Any couple that has a child who is ill will have added stress to their relationship. I'm not talking about a child who has a cold or the flu but one with life threatening or long term illnesses. The focus of every conversation, every family get together, every phone call typically ends up being about the illness and what is or isn't being done. In most cases, other children in the house get somewhat neglected as their accomplishments and achievements don't seem as important as whats going on with the sick child.
Its very easy for a couple to blame themselves or their spouse for the child being ill even though we all know that its not anyones fault. We become distant, maybe make some new friends, share our story looking for understanding, compassion, maybe a kind word that at home just doesn't seem to happen anymore. Along with the stress of illness comes the financial stress of doctor and hospital bills, therapy, medications, and perhaps specialized care. No matter how much money you make, its never enough.
Now this is only my opinion but when you have a child with Autism all of these things are really amplified. I can't really speak for other parents but I will say that having a child with health issues and autism has put a lot of added stress into our marriage. As amazing as Aidan is, he is a handful. He doesn't know fear as other kids do. He is a ball of energy from early am till he is in bed with virtually no down time. He is a runner, he climbs, he needs to be doing something all the time and he is not happy doing it alone. He is not toilet trained yet. He typically has to be fed instead of him feeding himself. Medication for his seizures is every 12 hours and before bedtime something for his stomach so he can have regular bowel movements. He's mischievous. He is also one of the 3 greatest things to ever happen to us. His brothers are the other 2.

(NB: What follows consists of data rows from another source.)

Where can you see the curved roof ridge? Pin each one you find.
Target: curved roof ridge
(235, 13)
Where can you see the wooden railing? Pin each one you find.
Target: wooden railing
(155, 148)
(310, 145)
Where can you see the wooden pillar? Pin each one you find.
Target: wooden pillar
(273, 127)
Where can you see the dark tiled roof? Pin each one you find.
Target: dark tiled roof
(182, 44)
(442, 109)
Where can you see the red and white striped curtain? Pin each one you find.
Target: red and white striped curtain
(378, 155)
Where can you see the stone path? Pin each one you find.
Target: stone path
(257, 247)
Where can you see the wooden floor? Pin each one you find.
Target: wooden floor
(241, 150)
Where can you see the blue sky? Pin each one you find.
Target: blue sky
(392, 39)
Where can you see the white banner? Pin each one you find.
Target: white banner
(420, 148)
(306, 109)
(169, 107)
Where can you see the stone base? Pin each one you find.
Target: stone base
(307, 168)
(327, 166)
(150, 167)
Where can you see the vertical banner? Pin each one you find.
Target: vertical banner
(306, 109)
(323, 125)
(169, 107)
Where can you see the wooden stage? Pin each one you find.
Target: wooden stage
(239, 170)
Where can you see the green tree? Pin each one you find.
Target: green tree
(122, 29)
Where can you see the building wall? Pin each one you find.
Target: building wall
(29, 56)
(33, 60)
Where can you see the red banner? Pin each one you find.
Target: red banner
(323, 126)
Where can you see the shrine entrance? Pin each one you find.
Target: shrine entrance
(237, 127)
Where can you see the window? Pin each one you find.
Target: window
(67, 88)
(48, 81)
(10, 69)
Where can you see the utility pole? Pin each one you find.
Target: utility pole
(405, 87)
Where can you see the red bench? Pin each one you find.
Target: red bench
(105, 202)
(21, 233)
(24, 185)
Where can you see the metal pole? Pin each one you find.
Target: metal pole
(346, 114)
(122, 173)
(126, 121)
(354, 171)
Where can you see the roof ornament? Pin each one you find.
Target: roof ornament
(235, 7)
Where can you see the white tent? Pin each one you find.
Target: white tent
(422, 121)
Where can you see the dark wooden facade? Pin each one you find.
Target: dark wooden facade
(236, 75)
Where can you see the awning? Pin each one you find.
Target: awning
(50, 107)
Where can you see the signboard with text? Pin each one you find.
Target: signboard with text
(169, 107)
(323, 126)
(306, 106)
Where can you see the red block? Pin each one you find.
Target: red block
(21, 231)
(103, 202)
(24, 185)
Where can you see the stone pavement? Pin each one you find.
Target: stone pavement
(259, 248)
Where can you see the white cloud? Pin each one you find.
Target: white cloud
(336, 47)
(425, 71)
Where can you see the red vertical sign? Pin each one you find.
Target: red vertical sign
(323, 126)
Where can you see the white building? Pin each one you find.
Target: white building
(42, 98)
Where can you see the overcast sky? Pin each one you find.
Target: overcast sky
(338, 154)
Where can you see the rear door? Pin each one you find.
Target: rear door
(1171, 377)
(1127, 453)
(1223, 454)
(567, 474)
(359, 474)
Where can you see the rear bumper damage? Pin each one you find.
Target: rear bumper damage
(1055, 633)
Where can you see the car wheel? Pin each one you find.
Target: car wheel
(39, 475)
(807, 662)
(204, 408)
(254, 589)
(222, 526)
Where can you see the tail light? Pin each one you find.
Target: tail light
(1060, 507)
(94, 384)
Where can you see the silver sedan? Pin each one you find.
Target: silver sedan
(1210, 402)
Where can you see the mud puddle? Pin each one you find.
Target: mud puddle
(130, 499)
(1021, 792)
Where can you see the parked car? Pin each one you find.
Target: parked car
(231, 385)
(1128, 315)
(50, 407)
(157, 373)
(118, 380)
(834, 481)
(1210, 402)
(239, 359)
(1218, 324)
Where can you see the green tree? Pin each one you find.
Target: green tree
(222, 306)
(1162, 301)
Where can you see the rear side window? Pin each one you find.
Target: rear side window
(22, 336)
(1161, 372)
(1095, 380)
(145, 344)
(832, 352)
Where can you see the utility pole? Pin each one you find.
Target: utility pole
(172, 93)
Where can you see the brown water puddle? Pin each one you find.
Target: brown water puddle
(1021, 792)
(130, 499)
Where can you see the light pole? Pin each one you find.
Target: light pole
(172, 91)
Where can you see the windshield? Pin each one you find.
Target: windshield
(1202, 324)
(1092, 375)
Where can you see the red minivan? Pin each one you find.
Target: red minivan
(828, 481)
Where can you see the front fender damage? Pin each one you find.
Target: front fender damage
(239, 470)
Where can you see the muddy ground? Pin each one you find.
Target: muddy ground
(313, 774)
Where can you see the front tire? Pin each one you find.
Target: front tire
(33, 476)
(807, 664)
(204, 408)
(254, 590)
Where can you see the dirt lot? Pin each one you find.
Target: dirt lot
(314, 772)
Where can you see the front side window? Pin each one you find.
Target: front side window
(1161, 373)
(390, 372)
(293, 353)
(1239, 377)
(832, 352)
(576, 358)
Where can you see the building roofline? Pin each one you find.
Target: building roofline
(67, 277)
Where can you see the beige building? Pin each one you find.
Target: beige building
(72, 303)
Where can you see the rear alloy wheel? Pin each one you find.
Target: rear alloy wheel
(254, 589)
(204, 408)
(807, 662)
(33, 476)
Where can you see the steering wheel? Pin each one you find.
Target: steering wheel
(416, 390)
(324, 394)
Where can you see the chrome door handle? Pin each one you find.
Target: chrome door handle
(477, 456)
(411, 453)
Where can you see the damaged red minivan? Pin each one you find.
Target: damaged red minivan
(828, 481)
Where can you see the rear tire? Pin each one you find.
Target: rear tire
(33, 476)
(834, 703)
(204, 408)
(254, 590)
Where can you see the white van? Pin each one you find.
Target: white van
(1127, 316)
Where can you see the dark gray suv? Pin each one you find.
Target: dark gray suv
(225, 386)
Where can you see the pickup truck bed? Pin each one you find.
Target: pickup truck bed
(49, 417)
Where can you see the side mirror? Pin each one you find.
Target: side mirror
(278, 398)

Now, over a period of time and troubles, it is very easy to be neglectful of your other half, easy to need them to give you a break and to feel as if your the one doing it all, dealing with it all and feeling very alone. Easy for depression to set in and self pity. Every time you turn around your thinking "why is it my turn again?" Sometimes you can't help think your in a competition for some alone time. Having said all this, tomorrow will be 19 years that we are married and we are renewing our Vows. Hopefully the next 19 years will be a bit smoother, a bit more fun, a bit less stressful, and maybe we will just be a bit more understanding of each other.